5 replies
June 2016

kiramclean

Thanks for the awesome video! I was just wondering what is a good/safe way to get some production data out of a production database, if we don’t want a full backup of all the data?

June 2016

christoomey

Hey Kira, glad you enjoyed the video. Personally I tend to pull the full Upcase production DB regularly using Parity (I sum up this approach in the Parity section of the Heroku Weekly Iteration). If this is an option I highly recommend it to get a real picture. At a minimum, perhaps you could backup production → staging and then tinker there (after some local experimentation).

If that is not an option, you might consider building a script to generate the data. We have an example of this in the dev:prime task in Upcase, which uses FactoryGirl’s methods to aid in building structured data (with a few helper methods).

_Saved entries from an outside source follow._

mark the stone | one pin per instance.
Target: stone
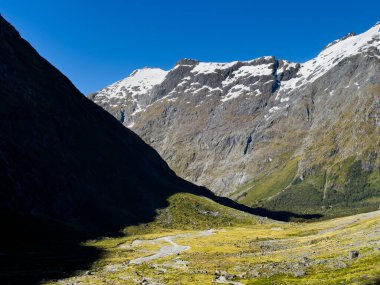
(353, 254)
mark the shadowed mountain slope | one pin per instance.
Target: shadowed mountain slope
(292, 136)
(69, 171)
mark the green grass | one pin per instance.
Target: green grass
(268, 247)
(270, 185)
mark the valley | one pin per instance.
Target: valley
(257, 251)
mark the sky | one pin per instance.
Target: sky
(98, 42)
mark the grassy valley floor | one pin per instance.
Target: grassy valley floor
(257, 251)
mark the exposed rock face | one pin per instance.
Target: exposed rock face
(262, 130)
(63, 158)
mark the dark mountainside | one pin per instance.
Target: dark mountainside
(301, 137)
(69, 171)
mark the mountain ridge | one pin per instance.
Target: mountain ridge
(208, 119)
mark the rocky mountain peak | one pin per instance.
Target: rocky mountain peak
(7, 29)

I’ve also heard of folks applying an automated anonymization script to work around compliance / privacy concerns. With this, you’d work from a copy of the production data set, but scramble any identifying data, for example replacing names with “Jane M Doe”. I don’t have any solid examples of this that I can point you to, but wanted to point it out as a third option.

June 2016

jkrmr

@christoomey @jferris
Baller episode, thanks for putting this together.

August 2016

gxespino

@christoomey, @jferris - When would you want to add a NoSQL db to the mix?

August 2016

jferris

I would add another database only when there’s a production issue that can’t be reasonably fixed in your primary database and that you’re sure will be fixed by introducing a new tool.

The cost of having two databases is higher than is generally appreciated:

I would suggest this litmus test: if you’re not sure whether or not to introduce another database, stick with Postgres.